Our fish farms produce products of the highest quality, in conditions of maximum hygiene and welfare, while conserving the natural resources that are required for their very existence. Of course, the industry recognises the fact that sound regulation provides protection to the consumer in terms of the quality and safety of fish and shellfish products and that consumer confidence is a vitally important issue. But the industry favours regulation, not strangulation! The modern fish farming sector is dynamic, environmentally sustainable, clean, welfare-friendly and safe, producing a valuable, high quality, nutritionally healthy, low fat product, rich in Omega 3 fatty acids, essential for human health.
There is a need for strategic planning within the Scottish government, so that available sites for fish farms are clearly identified within integrated inland and coastal zone management structures. These would dramatically reduce the amount of time fish farmers have to spend going through the planning process and confronting local objections and environmental restrictions. Less red tape, less bureaucracy and a one-stop-shop approach to the development of new fish farms are essential pre-requisites for a successful industry. We also need more flexibility in the licensing of therapeutic agents. Scientists in Scotland are searching for the 'Holy Grail' of creating disease resistant fish with a major £3.5 million research programme currently focused on diseases affecting farmed salmon - including sea lice and gill health conditions.

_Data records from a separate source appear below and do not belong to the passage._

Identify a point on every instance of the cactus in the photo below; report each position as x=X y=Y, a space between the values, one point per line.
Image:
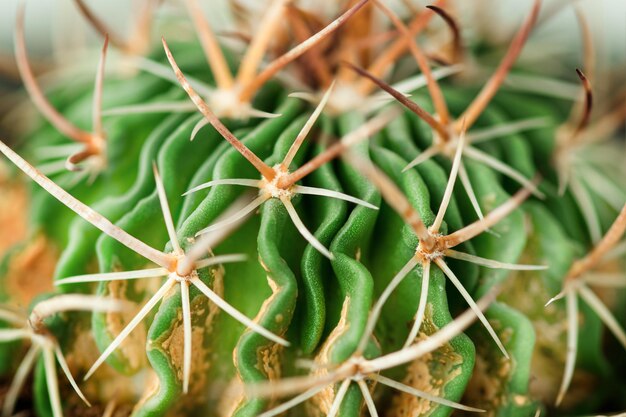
x=339 y=221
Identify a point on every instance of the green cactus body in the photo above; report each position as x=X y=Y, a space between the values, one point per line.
x=287 y=285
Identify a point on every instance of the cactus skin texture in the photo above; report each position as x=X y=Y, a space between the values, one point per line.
x=417 y=199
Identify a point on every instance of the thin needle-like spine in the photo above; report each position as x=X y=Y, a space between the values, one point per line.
x=468 y=298
x=433 y=87
x=187 y=335
x=113 y=276
x=302 y=189
x=587 y=208
x=391 y=53
x=86 y=212
x=572 y=343
x=421 y=394
x=253 y=205
x=52 y=382
x=68 y=374
x=21 y=374
x=507 y=129
x=358 y=135
x=138 y=318
x=367 y=396
x=489 y=90
x=260 y=42
x=339 y=396
x=384 y=296
x=497 y=165
x=287 y=405
x=34 y=90
x=447 y=195
x=469 y=190
x=489 y=263
x=424 y=156
x=234 y=313
x=395 y=198
x=295 y=218
x=265 y=170
x=226 y=181
x=165 y=209
x=421 y=307
x=96 y=116
x=306 y=129
x=457 y=47
x=436 y=340
x=279 y=63
x=212 y=51
x=402 y=99
x=496 y=215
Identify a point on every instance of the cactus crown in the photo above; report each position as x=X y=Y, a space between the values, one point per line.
x=327 y=284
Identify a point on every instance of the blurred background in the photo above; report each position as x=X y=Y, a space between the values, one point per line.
x=58 y=36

Salmon farmers have also radically improved their feeding regimes, reducing the amount of fishmeal and fish oil incorporated into their feed mixes. Much of the fishmeal and fish oil comes from fish by-products, as well as from wild anchovies, which are sustainably fished in countries like Peru. Peruvians don’t like to eat anchovies, so their government sensibly exports their annual sustainable anchovy harvest in the form of fishmeal and fish oil and uses the cash to boost their economy. Environmental NGO’s nevertheless see this as a great sin and campaign endlessly against it, conveniently forgetting that the same products find their way into pet food, which they will never criticise for fear of alienating their pet-loving supporters.
The Covid-19 pandemic has had a massive impact on Scotland’s salmon farming sector, with the worldwide lockdown and closure of pubs and restaurants delivering a dramatic blow to overseas sales, although the domestic market for salmon has remained strong. Throughout the crisis, workers in the sector have toiled flat out to keep supplies moving and to deliver healthy, fresh salmon to our shops and supermarkets. Instead of the constant stream of criticism, Scotland should be proud of its fish farms, proud of the revenue they provide for our economy and the jobs they create and proud of the high quality, healthy high-protein food they produce. It is time for the critics to pipe down.